I have committed an edited volume on Norwegian political communication together with a bunch of the best Norwegian academics and a couple of good colleagues from our neighbouring countries. The volume clocks in on 362 pages and the first section offers chapters discussing how political communication is treated in different academic fields (think political science, media studies, rhetoric). Then follows a section focusing on different actors and institutions (political parties, commentators, public relations agencies, etc.), and a section on channels, platforms and processes (election campaigns, speeches, social media, etc.). The book is rounded of with a conclusion chapter and three commentaries from key scholars in the field. 24 chapters in total. I have a hand on the wheel of the intrdocution adn conclusion, as well as the chapters on public relations and lobbying. Again: Brush up on your Norwegian skills!

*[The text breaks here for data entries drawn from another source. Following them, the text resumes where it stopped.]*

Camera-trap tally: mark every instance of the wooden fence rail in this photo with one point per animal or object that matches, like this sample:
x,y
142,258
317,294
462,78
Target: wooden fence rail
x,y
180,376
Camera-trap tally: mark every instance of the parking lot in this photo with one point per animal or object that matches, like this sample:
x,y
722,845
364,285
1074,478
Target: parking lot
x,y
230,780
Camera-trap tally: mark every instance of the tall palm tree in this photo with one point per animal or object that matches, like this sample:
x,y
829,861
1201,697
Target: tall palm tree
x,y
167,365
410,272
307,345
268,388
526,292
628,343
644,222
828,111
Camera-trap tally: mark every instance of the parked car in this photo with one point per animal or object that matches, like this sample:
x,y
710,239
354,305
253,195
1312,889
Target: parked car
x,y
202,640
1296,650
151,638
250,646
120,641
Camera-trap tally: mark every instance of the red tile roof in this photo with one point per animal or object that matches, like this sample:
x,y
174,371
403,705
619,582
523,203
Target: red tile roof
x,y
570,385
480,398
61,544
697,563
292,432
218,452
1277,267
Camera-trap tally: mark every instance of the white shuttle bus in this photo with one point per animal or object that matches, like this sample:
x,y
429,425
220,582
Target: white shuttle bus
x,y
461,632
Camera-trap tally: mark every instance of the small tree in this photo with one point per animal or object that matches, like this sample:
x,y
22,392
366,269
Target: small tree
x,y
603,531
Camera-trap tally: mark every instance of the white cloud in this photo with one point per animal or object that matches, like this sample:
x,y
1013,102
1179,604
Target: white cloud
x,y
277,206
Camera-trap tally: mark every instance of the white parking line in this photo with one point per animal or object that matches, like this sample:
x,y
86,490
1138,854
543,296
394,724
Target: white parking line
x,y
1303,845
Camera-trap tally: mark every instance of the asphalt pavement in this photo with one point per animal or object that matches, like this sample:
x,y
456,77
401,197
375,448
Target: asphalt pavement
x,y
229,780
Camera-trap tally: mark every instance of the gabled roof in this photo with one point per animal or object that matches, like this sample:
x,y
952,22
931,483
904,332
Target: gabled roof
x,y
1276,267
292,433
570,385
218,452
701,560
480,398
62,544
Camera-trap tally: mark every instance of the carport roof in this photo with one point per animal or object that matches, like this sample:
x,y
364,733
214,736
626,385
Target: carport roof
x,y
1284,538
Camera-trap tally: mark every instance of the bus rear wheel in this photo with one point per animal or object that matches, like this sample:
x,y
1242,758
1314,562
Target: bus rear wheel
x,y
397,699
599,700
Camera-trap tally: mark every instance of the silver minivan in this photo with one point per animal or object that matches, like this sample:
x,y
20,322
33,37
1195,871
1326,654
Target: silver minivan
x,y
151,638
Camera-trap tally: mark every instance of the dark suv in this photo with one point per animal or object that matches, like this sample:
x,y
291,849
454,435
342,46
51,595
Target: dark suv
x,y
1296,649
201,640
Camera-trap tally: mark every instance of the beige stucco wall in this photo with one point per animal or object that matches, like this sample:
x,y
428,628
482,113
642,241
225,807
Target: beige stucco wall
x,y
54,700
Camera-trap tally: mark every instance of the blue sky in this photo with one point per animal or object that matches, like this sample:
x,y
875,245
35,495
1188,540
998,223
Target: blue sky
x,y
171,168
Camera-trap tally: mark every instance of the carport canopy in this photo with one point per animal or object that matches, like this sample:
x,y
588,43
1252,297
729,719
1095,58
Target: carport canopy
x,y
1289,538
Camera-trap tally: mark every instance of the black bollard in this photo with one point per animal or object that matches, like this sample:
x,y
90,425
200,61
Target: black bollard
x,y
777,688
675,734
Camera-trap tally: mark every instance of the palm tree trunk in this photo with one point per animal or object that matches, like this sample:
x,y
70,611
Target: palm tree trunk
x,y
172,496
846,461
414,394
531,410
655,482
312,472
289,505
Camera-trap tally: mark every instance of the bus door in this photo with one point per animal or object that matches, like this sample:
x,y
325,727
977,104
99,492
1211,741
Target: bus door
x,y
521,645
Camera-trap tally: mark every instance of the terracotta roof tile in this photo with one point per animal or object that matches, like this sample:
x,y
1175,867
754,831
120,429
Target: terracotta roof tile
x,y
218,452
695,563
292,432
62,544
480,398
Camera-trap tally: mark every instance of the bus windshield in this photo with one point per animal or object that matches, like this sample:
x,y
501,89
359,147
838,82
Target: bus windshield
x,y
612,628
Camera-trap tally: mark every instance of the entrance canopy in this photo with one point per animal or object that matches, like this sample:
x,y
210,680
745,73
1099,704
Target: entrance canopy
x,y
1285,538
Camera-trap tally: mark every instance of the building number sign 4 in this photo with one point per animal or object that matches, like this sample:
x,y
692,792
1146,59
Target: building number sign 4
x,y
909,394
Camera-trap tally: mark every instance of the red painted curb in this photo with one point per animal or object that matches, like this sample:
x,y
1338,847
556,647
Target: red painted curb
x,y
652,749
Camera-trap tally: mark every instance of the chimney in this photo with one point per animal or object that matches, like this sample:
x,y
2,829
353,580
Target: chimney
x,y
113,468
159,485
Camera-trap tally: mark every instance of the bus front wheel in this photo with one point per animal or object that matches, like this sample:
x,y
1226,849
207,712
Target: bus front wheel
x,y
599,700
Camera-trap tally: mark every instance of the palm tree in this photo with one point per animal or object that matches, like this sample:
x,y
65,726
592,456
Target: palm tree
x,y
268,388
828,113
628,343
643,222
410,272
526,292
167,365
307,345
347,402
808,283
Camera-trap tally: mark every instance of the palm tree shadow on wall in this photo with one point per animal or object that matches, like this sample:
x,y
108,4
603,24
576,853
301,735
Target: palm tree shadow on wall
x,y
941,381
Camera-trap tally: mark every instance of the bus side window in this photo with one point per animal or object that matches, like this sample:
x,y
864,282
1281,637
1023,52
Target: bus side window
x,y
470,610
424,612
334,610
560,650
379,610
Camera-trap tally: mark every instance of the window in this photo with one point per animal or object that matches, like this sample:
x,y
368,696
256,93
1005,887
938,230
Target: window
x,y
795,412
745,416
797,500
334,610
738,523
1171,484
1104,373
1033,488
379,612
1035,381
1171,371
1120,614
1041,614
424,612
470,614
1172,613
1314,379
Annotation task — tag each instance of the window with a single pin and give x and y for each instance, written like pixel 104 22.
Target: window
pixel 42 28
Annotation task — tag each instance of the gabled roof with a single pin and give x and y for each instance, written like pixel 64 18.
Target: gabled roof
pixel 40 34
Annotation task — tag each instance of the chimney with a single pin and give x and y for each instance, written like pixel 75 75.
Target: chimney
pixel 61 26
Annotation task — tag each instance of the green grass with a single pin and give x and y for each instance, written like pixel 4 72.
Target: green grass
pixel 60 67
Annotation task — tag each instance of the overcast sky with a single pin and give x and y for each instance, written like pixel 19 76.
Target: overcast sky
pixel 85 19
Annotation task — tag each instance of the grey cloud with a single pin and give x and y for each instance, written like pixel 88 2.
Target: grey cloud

There is a lot of buzz around our POLKOM group these days: This fall the one and only Frank Esser will be joining us as an adjunct (Professor II), Cristina Archetti from Salford will start as a fulltime associate professor, and Karoline Andera Ihlebæk as a post.doc. We also have vacancies for two PhD fellowships. On October 21 we launch POLCOM – Norwegian Center for Political Communication with a seminar at the U of Oslo with keynotes from Frank Esser, Toril Aalberg and Eli Skogerbø. The day after we launch an edited volume (sorry, only in Norwegian) on political communication in Norway.
The POLKOM-group in my dep has two openings for those eager to get a PhD within political communication. One of these positions is earmarked political journalism, whereas the other is dedicated to forms of influence on political decision-making processes, e.g. lobbying, political mobilization and influence through social media. You will be joining a happening and prioritized group in the dep.
Eli Skogerbø and I just had a panel accepted for The 2015 International Communication Association Nordic Regional Conference that is to be held October 11-13 at Copenhagen Business School. The title of the panel is “Building in Paradise? Political Communication Theory and Practices in the Scandinavian Countries”. The panel focuses on the political communication in the Nordic countries, which can be seen as both a result of and an enabler of the Nordic model. Thus, the panel places itself in the comparative tradition of political communication research looking at differences and similarities across Denmark, Norway and Sweden. Eli and I will present a paper calld “Some of us have talked,” and we will be joined by Sine Nørholm Just (Copenhagen Business School) presenting the paper “”The Denmark you know” – political privilege and radical rhetoric in ’the world’s happiest country” and Lars Nord (Mid Sweden University) who will present “From The Middle Way to Somewhere in The Middle”.